|Organic Carbon Cycling in the Canada Basin of the Arctic Ocean: Isotopic and Biomarker Evidence|
David Griffith (WHOI), Ann McNichol (WHOI), Valier Galy (WHOI), Daniel Montlucon (ETH Zurich), Tim Eglinton (ETH Zurich)
In the last decade, the Canada Basin of the Arctic Ocean has undergone major changes in the extent of summer sea ice coverage, and in the distributions of nutrients and primary productivity. What is less well-understood is how these changes will translate to the dark basin below where the fate of surface-exported organic carbon and organic carbon derived from coastal and terrestrial primary productivity is decided. As part of the Beaufort Gyre Exploration Project (http://www.whoi.edu/page.do?pid=66296) at WHOI, suspended particulate matter was collected by in situ filtration in 2008 and 2011. The stable isotopic composition of fatty acids displays a pattern more similar to coastal and estuarine environements than open-ocean settings, suggesting prominent bacterial heterotrophy. A source of 13C-depleted fatty acids is also indicated in the mid-water column along with the influence of re-suspended sediments in the deepest 1000 meters. Radiocarbon analysis of suspended particulate organic carbon also indicates significant variability between 2008 and 2011 at particular depths, and intact polar lipid analysis further describes the bacterial lipid source in the deep basin.

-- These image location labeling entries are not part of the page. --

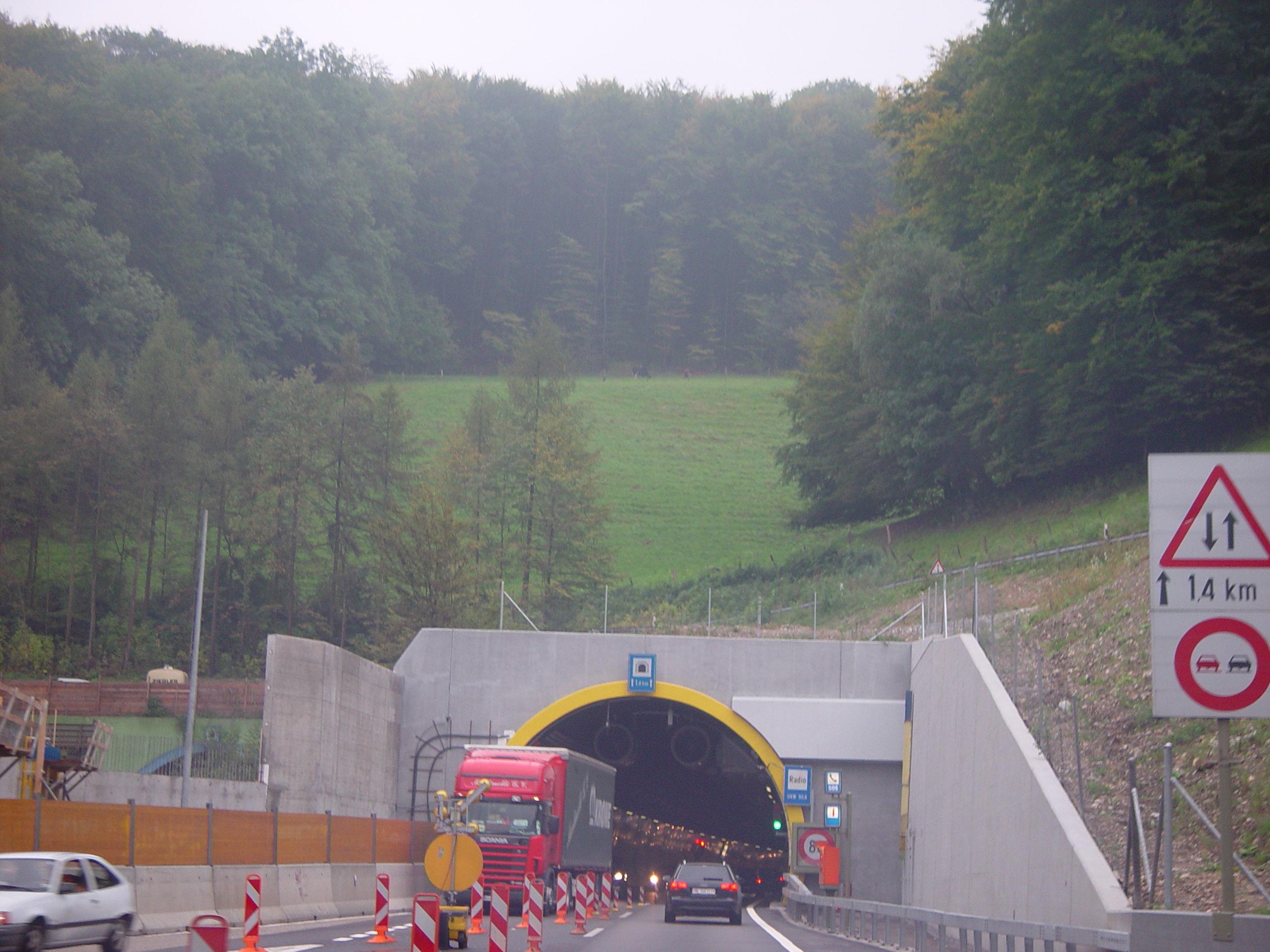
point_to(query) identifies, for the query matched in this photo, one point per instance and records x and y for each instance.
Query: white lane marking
(785, 944)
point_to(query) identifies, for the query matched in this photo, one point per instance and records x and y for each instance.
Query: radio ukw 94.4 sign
(1210, 584)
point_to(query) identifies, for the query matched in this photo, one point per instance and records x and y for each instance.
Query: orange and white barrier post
(209, 933)
(252, 914)
(381, 910)
(525, 904)
(478, 908)
(562, 898)
(500, 901)
(579, 905)
(535, 916)
(425, 922)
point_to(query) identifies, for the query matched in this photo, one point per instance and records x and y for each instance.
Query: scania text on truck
(547, 810)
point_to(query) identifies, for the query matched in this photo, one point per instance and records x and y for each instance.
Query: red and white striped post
(535, 917)
(478, 907)
(381, 910)
(425, 922)
(562, 898)
(252, 914)
(500, 901)
(525, 903)
(579, 905)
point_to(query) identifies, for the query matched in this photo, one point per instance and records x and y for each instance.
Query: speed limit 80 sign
(1210, 584)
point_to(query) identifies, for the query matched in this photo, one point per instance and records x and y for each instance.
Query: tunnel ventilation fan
(615, 744)
(690, 746)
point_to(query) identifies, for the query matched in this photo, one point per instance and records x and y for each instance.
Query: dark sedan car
(704, 889)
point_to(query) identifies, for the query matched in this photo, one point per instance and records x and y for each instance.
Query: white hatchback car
(49, 900)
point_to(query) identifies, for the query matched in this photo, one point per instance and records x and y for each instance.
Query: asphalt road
(642, 930)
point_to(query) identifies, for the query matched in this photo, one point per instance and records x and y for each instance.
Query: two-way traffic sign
(1210, 584)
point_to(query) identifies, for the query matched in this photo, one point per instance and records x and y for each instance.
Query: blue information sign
(642, 674)
(798, 786)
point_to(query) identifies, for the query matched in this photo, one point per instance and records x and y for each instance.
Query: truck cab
(548, 809)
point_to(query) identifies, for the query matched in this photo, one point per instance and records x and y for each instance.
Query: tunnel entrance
(688, 787)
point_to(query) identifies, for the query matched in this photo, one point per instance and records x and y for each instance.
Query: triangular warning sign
(1218, 531)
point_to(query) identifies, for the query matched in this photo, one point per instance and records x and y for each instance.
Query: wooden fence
(167, 835)
(216, 699)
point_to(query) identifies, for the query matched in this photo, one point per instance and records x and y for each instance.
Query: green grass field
(691, 485)
(686, 464)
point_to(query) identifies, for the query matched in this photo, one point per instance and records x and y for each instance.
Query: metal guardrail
(929, 928)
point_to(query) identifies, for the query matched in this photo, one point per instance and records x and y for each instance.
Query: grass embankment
(686, 465)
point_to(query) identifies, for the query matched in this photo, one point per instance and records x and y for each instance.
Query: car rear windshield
(702, 874)
(26, 874)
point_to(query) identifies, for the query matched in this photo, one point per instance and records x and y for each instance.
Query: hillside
(686, 465)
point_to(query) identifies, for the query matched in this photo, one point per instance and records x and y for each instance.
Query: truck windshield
(504, 817)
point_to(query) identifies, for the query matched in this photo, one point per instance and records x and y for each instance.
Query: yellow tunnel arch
(614, 690)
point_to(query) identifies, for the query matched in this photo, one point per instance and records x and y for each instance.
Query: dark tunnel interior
(676, 765)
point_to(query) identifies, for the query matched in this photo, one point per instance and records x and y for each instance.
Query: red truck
(548, 809)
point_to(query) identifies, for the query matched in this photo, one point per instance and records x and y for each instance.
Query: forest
(1076, 270)
(1040, 262)
(285, 197)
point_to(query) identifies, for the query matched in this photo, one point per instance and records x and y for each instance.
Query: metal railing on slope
(929, 930)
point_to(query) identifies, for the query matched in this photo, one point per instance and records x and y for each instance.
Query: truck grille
(505, 864)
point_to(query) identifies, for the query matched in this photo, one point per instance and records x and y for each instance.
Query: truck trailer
(547, 810)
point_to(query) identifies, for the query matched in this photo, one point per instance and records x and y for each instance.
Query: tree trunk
(150, 549)
(97, 526)
(70, 587)
(216, 582)
(136, 575)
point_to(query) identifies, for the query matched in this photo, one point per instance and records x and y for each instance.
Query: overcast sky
(731, 46)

Shah, S.R., Griffith, D.R., Galy, V., McNichol, A.P., Van Mooy, B.A.S., and T.I. Eglinton. Isotopic Indications of Microbial Metabolic Activities in the Arctic Ocean. Organic Geochemistry GRC 2012.
Shah, S.R., Griffith, D.R., Galy, V., McNichol, A.P., T.I. Eglinton. Prominent bacterial heterotrophy and sources of 13C-depleted fatty acids to the interior Canada Basin. Biogeosciences, 10, 7065-7080, 2013. doi: 10.5194/bg-10-7065-2013.